Um die Risiken für die Beschäftigten jetzt zu schützen, fordern wir als Ortsverband, DIE LINKE im Abgeordnetenhaus auf, klar für Arbeitsrechte und die Übernahme aller Beschäftigtengruppen und deren Tarifverträge einzustehen. Der Konflikt mit SPD und vor allem den Grünen in diesen Fragen darf nicht aus Rücksicht auf den „Koalitionsfrieden“ gescheut werden.

Anders als von der Verkehrssenatorin behauptet, wurde anderswo noch nicht gezeigt, dass vergleichbare Netze von verschiedenen Unternehmen zugleich betrieben werden können. Jedenfalls ist es dabei noch nicht zu langfristigen Verbesserungen für die Fahrgäste gekommen. Das Berliner S-Bahn-Netz ist in seiner Komplexität einzigartig in Deutschland. Die Ereignisse u.a. im Verkehrsverbund Rhein-Ruhr (VRR) haben deutlich gezeigt, was passieren kann. Dort wurden erst letztes Jahr Verträge mit Eurobahn/Keolis wieder gekündigt, weil diese nicht ausreichend Personal bereitstellen konnten. Beispiele wie diese gibt es aus den letzten Jahren vermehrt. Ein von der Dimension her vergleichbarer Versuch bei der Londoner U-Bahn ist vor gut zehn Jahren krachend gescheitert. Ähnliches droht auch Berlin.

Es ist fahrlässig, zu hoffen, dass es die aktuellen Ausschreibungsbedingungen der DB relativ leicht machen werden, das beste Angebot abzugeben, wodurch die Zerschlagung abgewendet wäre. Es ist bei Ausschreibungen niemals auszuschließen, dass ein anderer Bewerber den Zuschlag erhält und die S-Bahn teilprivatisiert wird. Bei der Größe des Auftrags dürften sich neben der DB vor allem potente staatliche oder staatsnahe Konzerne aus dem Ausland bewerben, die teils von staatlichen Garantien oder Zuschüssen profitieren. Sie könnten Dumpingpreise anbieten, um den deutschen Markt zu erschließen. Mit echtem Wettbewerb hat das wenig zu tun und wird den späteren Einfluss des Landes kaum steigern.

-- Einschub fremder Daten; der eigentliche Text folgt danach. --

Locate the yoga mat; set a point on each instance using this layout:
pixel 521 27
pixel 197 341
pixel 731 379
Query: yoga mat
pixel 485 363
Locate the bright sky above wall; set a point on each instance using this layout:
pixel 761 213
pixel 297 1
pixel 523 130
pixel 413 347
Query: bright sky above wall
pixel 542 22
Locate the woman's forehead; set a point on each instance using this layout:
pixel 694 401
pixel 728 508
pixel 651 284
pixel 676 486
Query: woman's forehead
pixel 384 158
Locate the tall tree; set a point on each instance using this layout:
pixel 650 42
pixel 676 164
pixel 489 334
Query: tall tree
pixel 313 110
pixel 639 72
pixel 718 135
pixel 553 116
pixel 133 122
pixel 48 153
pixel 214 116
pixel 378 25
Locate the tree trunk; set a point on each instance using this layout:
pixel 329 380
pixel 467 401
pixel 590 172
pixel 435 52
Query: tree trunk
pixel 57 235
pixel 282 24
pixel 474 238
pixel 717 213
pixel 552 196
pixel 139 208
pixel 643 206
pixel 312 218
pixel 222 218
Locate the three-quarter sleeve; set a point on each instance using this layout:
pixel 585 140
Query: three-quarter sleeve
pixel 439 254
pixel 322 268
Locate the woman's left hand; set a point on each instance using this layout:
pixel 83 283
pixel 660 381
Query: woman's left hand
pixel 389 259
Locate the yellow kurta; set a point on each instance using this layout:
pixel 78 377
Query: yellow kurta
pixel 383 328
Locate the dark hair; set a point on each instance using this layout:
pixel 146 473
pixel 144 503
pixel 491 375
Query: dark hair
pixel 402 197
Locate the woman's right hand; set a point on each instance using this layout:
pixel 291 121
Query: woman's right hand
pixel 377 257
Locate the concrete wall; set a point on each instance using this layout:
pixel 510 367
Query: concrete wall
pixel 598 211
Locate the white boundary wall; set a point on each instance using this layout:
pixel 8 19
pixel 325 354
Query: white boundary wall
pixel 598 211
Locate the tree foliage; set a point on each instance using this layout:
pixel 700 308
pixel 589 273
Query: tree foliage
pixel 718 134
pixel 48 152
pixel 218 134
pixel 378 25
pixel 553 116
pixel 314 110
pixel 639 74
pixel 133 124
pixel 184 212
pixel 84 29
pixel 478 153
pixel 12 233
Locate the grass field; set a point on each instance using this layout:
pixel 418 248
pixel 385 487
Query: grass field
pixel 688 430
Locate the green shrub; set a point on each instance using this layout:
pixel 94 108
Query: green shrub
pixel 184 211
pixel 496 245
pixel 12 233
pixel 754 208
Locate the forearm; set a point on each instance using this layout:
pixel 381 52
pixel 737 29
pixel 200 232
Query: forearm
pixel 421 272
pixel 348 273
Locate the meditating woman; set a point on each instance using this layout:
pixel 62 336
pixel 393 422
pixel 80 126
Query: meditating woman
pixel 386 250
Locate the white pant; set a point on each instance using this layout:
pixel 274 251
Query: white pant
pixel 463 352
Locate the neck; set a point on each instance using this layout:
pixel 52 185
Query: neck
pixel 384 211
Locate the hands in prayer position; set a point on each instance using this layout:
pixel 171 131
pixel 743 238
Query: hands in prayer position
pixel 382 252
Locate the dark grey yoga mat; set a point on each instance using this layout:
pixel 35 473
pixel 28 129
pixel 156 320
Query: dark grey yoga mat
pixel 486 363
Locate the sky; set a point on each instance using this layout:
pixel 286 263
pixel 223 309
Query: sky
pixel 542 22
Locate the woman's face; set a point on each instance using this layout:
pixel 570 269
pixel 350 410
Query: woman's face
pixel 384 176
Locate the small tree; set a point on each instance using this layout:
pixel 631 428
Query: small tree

Um die hohen Risiken einer Ausschreibung zu vermeiden, das Netz in einer Hand zu behalten, Beschäftigte langfristig zu schützen und nicht von der DB abhängig zu bleiben, wäre es weiterhin der beste Weg, eine Direktvergabe an eine landeseigene Gesellschaft anzustreben. DIE LINKE sollte sich hier starkmachen, damit die Gespräche über eine Beteiligung an der S-Bahn-Gesellschaft mit der DB wieder aufgenommen werden. Ein S-Bahn-Netz aus einer Hand bleibt technisch und finanziell die einzige vernünftige Lösung.

Als Ortsverband DIE LINKE Friedrichshain-Nordost sehen wir nicht die Verkehrssenatorin als unsere Verbündete für einen nachhaltigen und funktionierenden Nahverkehr in unserer Stadt. Unsere Verbündeten sind die Beschäftigten, Gewerkschafter*innen und die Öffentlichkeit, die für Druck auf den Senat gegen Zerschlagung der S-Bahn mobilisiert werden sollten.

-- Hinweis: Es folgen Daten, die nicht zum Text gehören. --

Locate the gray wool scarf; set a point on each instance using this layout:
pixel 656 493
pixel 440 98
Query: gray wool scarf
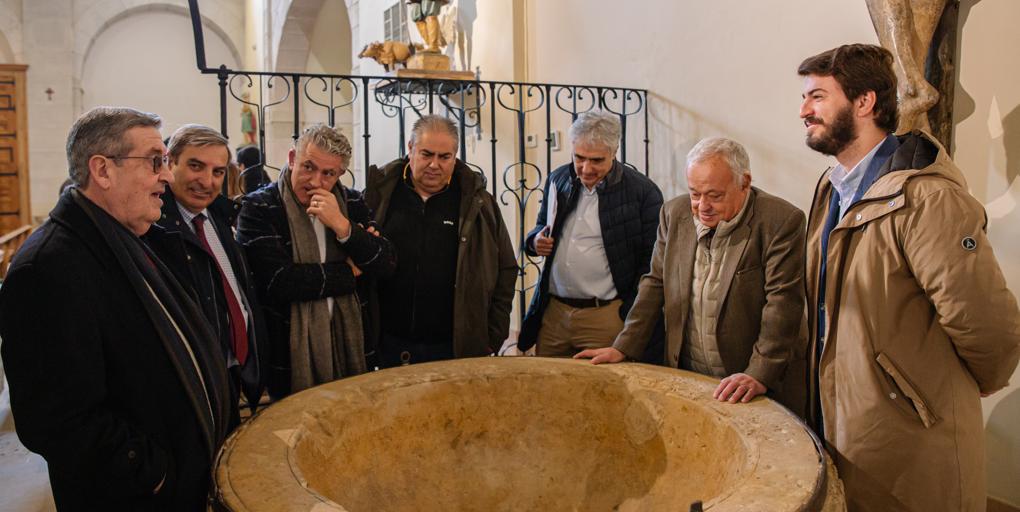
pixel 322 348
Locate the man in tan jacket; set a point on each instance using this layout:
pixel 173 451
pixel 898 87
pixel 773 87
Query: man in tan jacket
pixel 726 271
pixel 910 317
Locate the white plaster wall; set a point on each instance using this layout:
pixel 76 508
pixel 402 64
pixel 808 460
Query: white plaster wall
pixel 10 32
pixel 329 53
pixel 48 38
pixel 54 38
pixel 986 111
pixel 117 73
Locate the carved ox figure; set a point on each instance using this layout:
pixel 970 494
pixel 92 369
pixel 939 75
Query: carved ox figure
pixel 389 53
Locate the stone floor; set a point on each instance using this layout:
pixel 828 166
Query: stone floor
pixel 24 485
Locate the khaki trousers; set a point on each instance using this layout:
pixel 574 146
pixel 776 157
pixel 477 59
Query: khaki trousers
pixel 567 330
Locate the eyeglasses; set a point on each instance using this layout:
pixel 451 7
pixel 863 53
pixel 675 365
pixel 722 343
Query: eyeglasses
pixel 158 161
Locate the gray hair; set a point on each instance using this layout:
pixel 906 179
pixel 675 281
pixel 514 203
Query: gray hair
pixel 101 132
pixel 195 135
pixel 326 138
pixel 432 122
pixel 730 151
pixel 597 128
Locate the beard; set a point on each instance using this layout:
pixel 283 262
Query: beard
pixel 840 133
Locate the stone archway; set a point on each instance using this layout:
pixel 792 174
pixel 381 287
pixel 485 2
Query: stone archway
pixel 292 46
pixel 225 18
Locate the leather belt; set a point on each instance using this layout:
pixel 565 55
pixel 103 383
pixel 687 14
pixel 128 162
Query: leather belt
pixel 583 303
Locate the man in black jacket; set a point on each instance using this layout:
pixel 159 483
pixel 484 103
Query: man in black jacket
pixel 313 248
pixel 450 296
pixel 195 238
pixel 115 377
pixel 598 215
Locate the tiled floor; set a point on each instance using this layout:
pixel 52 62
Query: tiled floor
pixel 24 485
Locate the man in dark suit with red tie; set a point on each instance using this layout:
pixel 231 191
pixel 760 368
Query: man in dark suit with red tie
pixel 195 238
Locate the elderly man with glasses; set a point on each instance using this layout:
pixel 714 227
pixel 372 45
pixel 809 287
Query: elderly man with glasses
pixel 314 252
pixel 115 376
pixel 195 239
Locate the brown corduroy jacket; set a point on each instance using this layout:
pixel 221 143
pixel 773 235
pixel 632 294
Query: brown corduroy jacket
pixel 760 328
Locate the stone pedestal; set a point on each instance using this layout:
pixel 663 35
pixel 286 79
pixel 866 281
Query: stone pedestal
pixel 523 433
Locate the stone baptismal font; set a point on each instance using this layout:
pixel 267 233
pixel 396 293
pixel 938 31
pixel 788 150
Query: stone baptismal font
pixel 523 433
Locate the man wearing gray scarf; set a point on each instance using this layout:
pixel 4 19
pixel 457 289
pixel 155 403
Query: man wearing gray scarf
pixel 312 249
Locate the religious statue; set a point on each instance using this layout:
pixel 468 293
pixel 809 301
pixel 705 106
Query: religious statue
pixel 905 28
pixel 425 13
pixel 249 123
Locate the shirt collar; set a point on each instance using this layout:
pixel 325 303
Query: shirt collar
pixel 847 182
pixel 188 216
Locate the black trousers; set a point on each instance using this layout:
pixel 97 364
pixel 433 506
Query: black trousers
pixel 394 351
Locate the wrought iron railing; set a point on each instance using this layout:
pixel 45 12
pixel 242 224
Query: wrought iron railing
pixel 515 169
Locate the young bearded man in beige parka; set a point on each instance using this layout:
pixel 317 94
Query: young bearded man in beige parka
pixel 910 317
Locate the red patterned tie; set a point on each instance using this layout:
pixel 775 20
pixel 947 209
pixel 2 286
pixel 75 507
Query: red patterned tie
pixel 239 334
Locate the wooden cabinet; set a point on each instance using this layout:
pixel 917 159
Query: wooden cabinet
pixel 15 209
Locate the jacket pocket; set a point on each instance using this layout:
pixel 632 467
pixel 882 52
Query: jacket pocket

Frau Günther hat nie einen Hehl daraus gemacht, die S-Bahn durch Wettbewerb zerschlagen zu wollen; wir machen keinen Hehl daraus, dass wir das nicht mittragen. Als DIE LINKE sollten wir uns unserer politischen Verantwortung bewusst sein und nicht als Steigbügelhalter für eine neoliberale Verkehrspolitik agieren.